The manner of implementation of the policy requires that the Government organisation in their respective requests for procurement of software impose a condition that OSS would be preferred over “closed source software” and vendors responding to this procurement must attempt to answer with OSS solutions, failing which they have to justify as to why a “closed source software” solution is better to the exclusion of an OSS one. The policy is also quite aware of the some of the difficulties that OSS could present like security and capability, and grants the government the option to consider proposals on these grounds as well.

In addition to these measures, the document also goes the extra mile to put into place some effective measures to create an ecosystem in which OSS functions best. Two measures are of particular value: collaboration with domestic and international OSS communities and partnerships with industry, academia and the setting up of an institutional mechanism to provide a suitable support system for the effective implementation of OSS. Due to the community intensive nature of OSS, I cannot stress how critical these measures are to the effective functioning of this ecosystem. Participation with academia and relying on the fairly active OSS community in India is quite strategic as it taps into the vast reservoir of young human resource capital that the country has developed over a few years. It must be noted that there was previously an initiative already set up for the purpose of a foray into OSS by the Department of Electronics and Information Technology, Government of India called the FOSS initiative cell. This initiative cell seems to be fairly active with a few projects and programmes. The document now allows better collaboration allowing this initiative cell as well as independent OSS projects in the country to receive some support.

If at all one were to point out areas where this document could have been improved, it could have been in two areas:

  1. The definition of OSS as provided under the document only includes a part of the OSI definition of Open Source Software. While in spirit, the definition at least appears to achieve all the advantages of OSS, there are certain elements like bundling of software etc., that necessarily needs to be catered to, to truly make the software Open Source.
  2. There appears to be no emphasis on interoperability in the document at all. When a request for procurement is presented to vendors, interoperability of the solutions received with other solutions received, at least in e-governance schemes that are accessed across the country, should have been a factor for evaluation under the document. Interoperability is one of the major advantages of Open Source Software that would play a significant role to promote access across the country to e-governance schemes, implementation of interoperability would therefore be a huge shot in the arm for the digital governance initiatives currently being carried out in the country.
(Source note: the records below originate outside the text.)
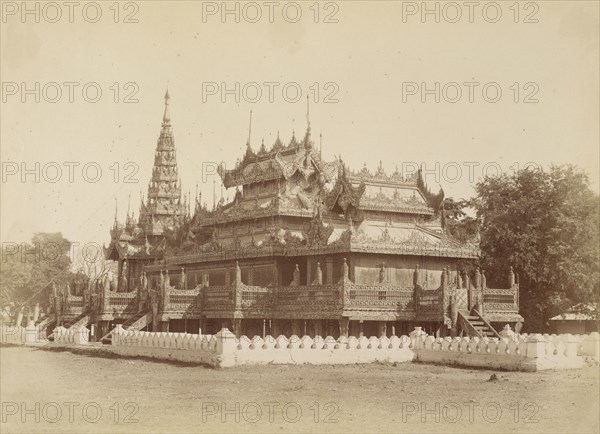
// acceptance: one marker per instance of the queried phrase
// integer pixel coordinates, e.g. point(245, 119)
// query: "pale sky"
point(368, 55)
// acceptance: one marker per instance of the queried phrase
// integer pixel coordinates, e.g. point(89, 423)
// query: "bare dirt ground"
point(61, 391)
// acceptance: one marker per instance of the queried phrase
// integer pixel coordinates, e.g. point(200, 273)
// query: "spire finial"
point(166, 115)
point(320, 144)
point(308, 112)
point(249, 128)
point(116, 203)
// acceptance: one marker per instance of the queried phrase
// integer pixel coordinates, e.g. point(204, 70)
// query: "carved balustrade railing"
point(358, 296)
point(74, 305)
point(219, 298)
point(185, 300)
point(501, 300)
point(120, 302)
point(430, 302)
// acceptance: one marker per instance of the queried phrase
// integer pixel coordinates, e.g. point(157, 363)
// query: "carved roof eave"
point(253, 214)
point(235, 177)
point(399, 209)
point(258, 252)
point(374, 180)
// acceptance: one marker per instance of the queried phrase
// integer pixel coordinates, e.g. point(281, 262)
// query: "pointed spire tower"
point(164, 207)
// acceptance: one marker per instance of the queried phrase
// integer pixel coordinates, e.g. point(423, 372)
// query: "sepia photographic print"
point(300, 216)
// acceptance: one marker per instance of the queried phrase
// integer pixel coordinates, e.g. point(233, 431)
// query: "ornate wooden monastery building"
point(305, 247)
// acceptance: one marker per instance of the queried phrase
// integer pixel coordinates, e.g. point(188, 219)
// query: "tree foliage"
point(28, 269)
point(545, 224)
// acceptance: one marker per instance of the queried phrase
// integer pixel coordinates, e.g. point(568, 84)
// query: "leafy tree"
point(28, 269)
point(457, 222)
point(545, 224)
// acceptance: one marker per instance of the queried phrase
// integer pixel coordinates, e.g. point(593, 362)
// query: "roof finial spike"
point(249, 128)
point(166, 115)
point(320, 144)
point(116, 203)
point(307, 112)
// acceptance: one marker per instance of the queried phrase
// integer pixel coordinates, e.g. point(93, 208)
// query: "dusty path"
point(67, 392)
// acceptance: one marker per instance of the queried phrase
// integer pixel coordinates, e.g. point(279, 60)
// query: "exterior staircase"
point(80, 320)
point(136, 322)
point(46, 324)
point(474, 324)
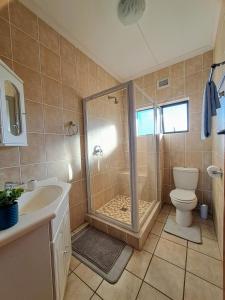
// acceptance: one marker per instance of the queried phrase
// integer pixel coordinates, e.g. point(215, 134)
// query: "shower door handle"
point(97, 151)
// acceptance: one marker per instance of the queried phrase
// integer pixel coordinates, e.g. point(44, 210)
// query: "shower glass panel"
point(146, 152)
point(121, 155)
point(108, 156)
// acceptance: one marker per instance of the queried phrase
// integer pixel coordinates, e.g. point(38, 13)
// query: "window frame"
point(143, 109)
point(175, 104)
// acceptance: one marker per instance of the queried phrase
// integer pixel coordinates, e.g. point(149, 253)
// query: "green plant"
point(9, 196)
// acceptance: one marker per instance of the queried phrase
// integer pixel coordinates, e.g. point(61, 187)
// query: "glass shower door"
point(108, 156)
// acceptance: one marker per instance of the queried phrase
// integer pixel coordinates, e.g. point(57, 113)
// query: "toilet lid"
point(183, 195)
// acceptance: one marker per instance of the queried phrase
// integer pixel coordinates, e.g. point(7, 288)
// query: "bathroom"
point(101, 93)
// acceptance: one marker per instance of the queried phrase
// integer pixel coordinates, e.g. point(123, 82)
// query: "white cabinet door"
point(62, 255)
point(67, 241)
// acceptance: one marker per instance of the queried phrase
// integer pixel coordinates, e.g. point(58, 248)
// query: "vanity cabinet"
point(34, 265)
point(61, 246)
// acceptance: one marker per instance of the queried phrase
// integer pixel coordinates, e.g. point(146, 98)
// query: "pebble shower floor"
point(119, 208)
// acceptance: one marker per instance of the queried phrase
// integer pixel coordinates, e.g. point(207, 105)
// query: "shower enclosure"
point(121, 155)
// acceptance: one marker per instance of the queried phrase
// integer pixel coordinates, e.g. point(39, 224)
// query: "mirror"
point(12, 96)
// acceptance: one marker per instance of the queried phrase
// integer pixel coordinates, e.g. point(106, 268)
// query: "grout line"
point(185, 268)
point(209, 282)
point(220, 260)
point(83, 281)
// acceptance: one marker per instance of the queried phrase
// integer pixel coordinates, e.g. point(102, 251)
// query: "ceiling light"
point(130, 11)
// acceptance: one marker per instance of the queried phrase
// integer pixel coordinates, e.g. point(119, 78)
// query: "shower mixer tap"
point(98, 151)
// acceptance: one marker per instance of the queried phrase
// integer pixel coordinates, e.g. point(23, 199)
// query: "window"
point(145, 121)
point(175, 117)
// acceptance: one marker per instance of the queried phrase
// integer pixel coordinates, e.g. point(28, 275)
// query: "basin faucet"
point(9, 185)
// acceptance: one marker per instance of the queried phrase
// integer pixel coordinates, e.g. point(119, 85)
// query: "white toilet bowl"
point(183, 197)
point(184, 201)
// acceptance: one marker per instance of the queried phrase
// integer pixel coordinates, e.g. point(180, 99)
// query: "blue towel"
point(210, 104)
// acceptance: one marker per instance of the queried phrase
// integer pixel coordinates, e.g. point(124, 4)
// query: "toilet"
point(183, 197)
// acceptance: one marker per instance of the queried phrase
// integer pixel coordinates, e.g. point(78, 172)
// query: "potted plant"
point(9, 207)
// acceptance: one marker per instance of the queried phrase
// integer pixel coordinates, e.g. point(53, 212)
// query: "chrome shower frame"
point(129, 86)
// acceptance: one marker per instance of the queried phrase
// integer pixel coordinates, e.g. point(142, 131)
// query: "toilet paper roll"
point(214, 171)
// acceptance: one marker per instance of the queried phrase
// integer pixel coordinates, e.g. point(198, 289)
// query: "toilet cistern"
point(183, 197)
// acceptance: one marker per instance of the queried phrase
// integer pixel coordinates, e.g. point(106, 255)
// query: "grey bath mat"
point(104, 254)
point(192, 233)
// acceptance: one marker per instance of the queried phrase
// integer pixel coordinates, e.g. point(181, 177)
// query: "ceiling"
point(168, 32)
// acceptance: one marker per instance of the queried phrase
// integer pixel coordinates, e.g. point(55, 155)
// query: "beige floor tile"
point(208, 231)
point(95, 297)
point(205, 267)
point(125, 289)
point(149, 293)
point(166, 208)
point(91, 278)
point(74, 263)
point(174, 238)
point(139, 262)
point(208, 247)
point(151, 242)
point(171, 252)
point(162, 217)
point(157, 228)
point(173, 211)
point(166, 277)
point(76, 289)
point(198, 289)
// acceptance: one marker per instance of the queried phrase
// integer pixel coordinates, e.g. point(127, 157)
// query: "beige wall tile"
point(193, 65)
point(5, 45)
point(35, 152)
point(32, 82)
point(23, 18)
point(48, 37)
point(52, 91)
point(4, 9)
point(53, 119)
point(10, 174)
point(67, 51)
point(194, 83)
point(54, 147)
point(29, 172)
point(9, 157)
point(25, 49)
point(50, 63)
point(34, 116)
point(58, 169)
point(68, 73)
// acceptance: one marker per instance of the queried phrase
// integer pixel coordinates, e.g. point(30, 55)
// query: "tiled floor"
point(167, 268)
point(119, 208)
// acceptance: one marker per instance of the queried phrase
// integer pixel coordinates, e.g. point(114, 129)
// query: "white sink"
point(41, 197)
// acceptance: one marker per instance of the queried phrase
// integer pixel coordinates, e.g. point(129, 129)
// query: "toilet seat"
point(183, 196)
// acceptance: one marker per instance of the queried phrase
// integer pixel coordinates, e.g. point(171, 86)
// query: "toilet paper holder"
point(214, 171)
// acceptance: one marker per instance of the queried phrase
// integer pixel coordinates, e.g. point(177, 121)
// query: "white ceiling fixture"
point(130, 11)
point(169, 31)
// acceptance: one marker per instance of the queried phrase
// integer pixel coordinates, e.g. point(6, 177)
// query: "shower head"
point(116, 101)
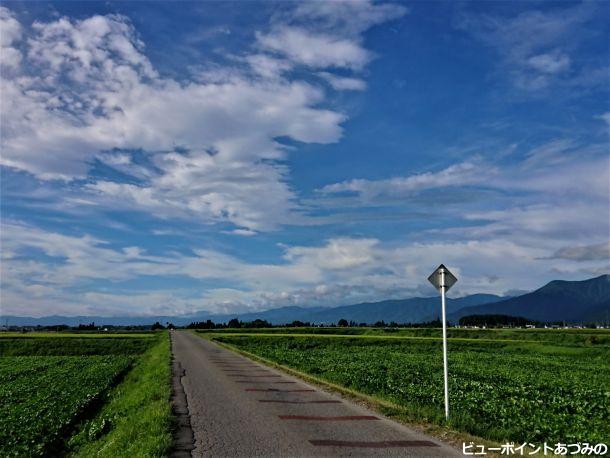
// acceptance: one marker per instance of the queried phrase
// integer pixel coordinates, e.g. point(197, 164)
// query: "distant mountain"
point(570, 301)
point(413, 310)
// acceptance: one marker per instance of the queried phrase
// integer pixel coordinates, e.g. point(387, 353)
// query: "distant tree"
point(234, 323)
point(258, 323)
point(87, 327)
point(495, 320)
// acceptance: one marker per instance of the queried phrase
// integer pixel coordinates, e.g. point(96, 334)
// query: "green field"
point(57, 386)
point(515, 385)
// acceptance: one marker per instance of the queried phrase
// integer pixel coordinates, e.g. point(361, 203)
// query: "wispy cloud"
point(536, 47)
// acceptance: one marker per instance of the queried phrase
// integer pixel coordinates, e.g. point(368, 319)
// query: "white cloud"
point(341, 83)
point(88, 92)
point(10, 34)
point(466, 173)
point(535, 46)
point(315, 50)
point(334, 272)
point(549, 62)
point(327, 34)
point(605, 117)
point(94, 90)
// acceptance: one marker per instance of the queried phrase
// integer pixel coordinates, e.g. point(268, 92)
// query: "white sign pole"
point(443, 279)
point(442, 272)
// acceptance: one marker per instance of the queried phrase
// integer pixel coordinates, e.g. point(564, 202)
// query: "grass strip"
point(136, 421)
point(391, 410)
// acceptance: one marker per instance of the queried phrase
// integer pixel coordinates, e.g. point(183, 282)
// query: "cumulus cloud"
point(332, 272)
point(327, 34)
point(86, 92)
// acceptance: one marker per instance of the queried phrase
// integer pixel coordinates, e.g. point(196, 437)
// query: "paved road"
point(240, 408)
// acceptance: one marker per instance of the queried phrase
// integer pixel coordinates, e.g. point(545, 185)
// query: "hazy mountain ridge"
point(559, 300)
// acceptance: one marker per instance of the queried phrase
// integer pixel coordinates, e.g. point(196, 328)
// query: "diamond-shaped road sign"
point(435, 278)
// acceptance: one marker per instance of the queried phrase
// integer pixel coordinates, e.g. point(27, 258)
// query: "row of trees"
point(237, 324)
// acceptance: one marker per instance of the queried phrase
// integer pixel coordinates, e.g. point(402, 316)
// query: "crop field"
point(502, 386)
point(48, 384)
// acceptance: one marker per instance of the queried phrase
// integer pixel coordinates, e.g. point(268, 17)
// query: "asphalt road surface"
point(240, 408)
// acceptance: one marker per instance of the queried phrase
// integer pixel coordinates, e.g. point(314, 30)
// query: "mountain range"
point(569, 301)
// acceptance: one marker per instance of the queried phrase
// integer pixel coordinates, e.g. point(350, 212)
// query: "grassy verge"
point(389, 409)
point(136, 420)
point(501, 391)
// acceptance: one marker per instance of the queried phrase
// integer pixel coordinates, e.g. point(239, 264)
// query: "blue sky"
point(167, 158)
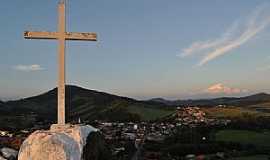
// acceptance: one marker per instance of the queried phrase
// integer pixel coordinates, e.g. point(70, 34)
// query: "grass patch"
point(260, 139)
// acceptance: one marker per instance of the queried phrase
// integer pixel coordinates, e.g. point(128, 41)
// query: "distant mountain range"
point(89, 105)
point(231, 101)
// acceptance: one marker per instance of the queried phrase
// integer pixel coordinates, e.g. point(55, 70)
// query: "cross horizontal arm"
point(54, 35)
point(81, 36)
point(40, 35)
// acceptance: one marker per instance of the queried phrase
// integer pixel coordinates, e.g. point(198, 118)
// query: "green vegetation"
point(260, 139)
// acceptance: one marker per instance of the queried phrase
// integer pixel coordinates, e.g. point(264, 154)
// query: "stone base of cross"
point(61, 36)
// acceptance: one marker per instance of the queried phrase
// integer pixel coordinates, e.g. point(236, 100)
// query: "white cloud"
point(28, 68)
point(233, 38)
point(219, 88)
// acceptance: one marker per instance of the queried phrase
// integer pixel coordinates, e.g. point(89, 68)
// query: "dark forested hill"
point(81, 103)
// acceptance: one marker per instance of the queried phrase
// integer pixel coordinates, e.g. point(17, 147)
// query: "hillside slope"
point(82, 103)
point(231, 101)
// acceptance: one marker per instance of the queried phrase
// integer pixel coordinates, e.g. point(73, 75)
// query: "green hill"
point(88, 105)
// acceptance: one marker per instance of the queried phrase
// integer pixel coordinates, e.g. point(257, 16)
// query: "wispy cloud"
point(264, 68)
point(28, 68)
point(219, 88)
point(238, 34)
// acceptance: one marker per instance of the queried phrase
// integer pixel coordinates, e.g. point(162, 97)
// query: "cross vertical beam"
point(61, 36)
point(61, 59)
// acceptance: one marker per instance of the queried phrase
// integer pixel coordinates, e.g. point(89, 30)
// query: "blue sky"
point(146, 48)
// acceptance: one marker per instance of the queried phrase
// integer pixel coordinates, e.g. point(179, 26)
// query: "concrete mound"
point(61, 142)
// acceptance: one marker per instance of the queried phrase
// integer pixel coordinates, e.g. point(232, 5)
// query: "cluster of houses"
point(119, 135)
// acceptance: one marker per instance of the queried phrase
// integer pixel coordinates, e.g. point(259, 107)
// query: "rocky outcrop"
point(59, 143)
point(8, 153)
point(96, 148)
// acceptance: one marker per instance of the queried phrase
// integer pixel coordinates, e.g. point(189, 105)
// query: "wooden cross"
point(61, 36)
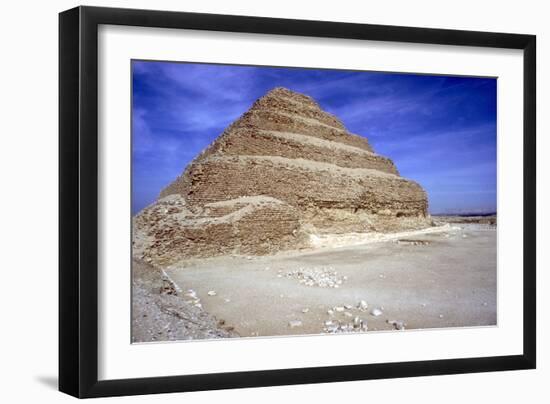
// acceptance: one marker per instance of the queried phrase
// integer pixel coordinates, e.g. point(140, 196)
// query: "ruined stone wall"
point(291, 145)
point(167, 231)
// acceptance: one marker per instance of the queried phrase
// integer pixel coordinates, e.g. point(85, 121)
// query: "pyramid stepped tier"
point(284, 171)
point(258, 142)
point(167, 230)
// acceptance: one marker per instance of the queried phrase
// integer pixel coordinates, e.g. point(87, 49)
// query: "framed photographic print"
point(268, 201)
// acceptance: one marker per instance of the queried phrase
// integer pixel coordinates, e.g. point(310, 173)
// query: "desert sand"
point(436, 279)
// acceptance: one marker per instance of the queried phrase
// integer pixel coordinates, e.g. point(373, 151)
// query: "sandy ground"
point(448, 282)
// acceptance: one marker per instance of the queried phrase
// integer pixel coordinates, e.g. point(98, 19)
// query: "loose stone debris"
point(294, 323)
point(321, 277)
point(397, 324)
point(376, 312)
point(362, 305)
point(412, 242)
point(357, 325)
Despite these criticisms, the document is no doubt a welcome measure from the government. Here’s hoping that it is implemented successfully!

Thomas J. Vallianeth

Thomas is a final year law student at the National Law University, Jodhpur pursuing a B.Sc. LL.B. (IP Hons.) course. His first exposure to IP law was at a workshop that he attended in High School and ever since then, he has pursued a keen interest in the field. However, his real interests lie in the interfaces between Technology Law and IP, with an active interest in the Open Source movement.